Now rebuild the image and try again. It will probably work. You won't have a vendor directory, but the command won't fail anymore. We need to mount our directory inside of the container, which brings us back to the original command:

docker run --rm -u $UID -v `pwd`:/app composer/composer install

That is a lot of stuff to type out, especially compared to just composer. Through the beauty of most CLI-based operating systems you can create Aliases though. Aliases allow you to type short commands that are expanded out into much longer commands. In my ~/.zshrc file (though you might have a ~/.bashrc or ~/.profile or something similar) we can create a new alias:

alias composer="docker run --rm -u $UID -v $PWD:/app composer"

Now I can simply type composer anywhere from the command line and my composer image will kick up.

A better version can be found in the Dockerfile for the PHP base image of composer/composer on Github, which I based the above on. In fact, I don't build my own Composer image, I use the existing one at https://hub.docker.com/r/composer/composer/ since I don't have to maintain it.

It isn't just PHP stuff

Earlier today I sent out the following tweet after getting frustrated with running Grunt inside of Virtualbox.

It is a pain because some of Grunt's functionality relies on the filesystem notifying that a file has changed, and when Grunt runs inside of a virtual machine and is watching a mounted folder (be it NFS or anything else other than rsync) it can take up to 30 seconds for the notify signal to bubble up. That makes some slow development.

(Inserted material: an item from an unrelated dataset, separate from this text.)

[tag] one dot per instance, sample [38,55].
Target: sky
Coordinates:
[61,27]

I hate polluting my work machine with development tools. I had a few people say they would love having Grunt and Bower inside of a Docker container, so I did just that.

I created a new container called dragonmantank/nodejs-grunt-bower and pushed it up as a public repository on the Docker Hub.

Since these images are pre-built I don't have to worry about any dependencies they might need, and setting up a new machine for these tools now is down to installing Docker (which is going to happen for me anyway) and setting up the following aliases:

alias composer="docker run --rm -u $UID -v $PWD:/app composer/composer"
alias node="docker run -ti --rm -u $UID -v `pwd`:/data dragonmantank/nodejs-grunt-bower node"
alias grunt="docker run -ti --rm -u $UID -v `pwd`:/data dragonmantank/nodejs-grunt-bower grunt"
alias npm="docker run -ti --rm -u $UID -v `pwd`:/data dragonmantank/nodejs-grunt-bower npm"
alias bower="docker run -ti --rm -u $UID -v `pwd`:/data dragonmantank/nodejs-grunt-bower bower"

The first time I run one of the commands the image is automatically downloaded so I don't even have to do anything other than just run the command I want.

Start Thinking about Dockerizing Commands

Don't think that Docker is only about running servers or daemons. Any binary can generally be put inside of a container, and you might as well make your life easier by making your tools easier to install and maintain.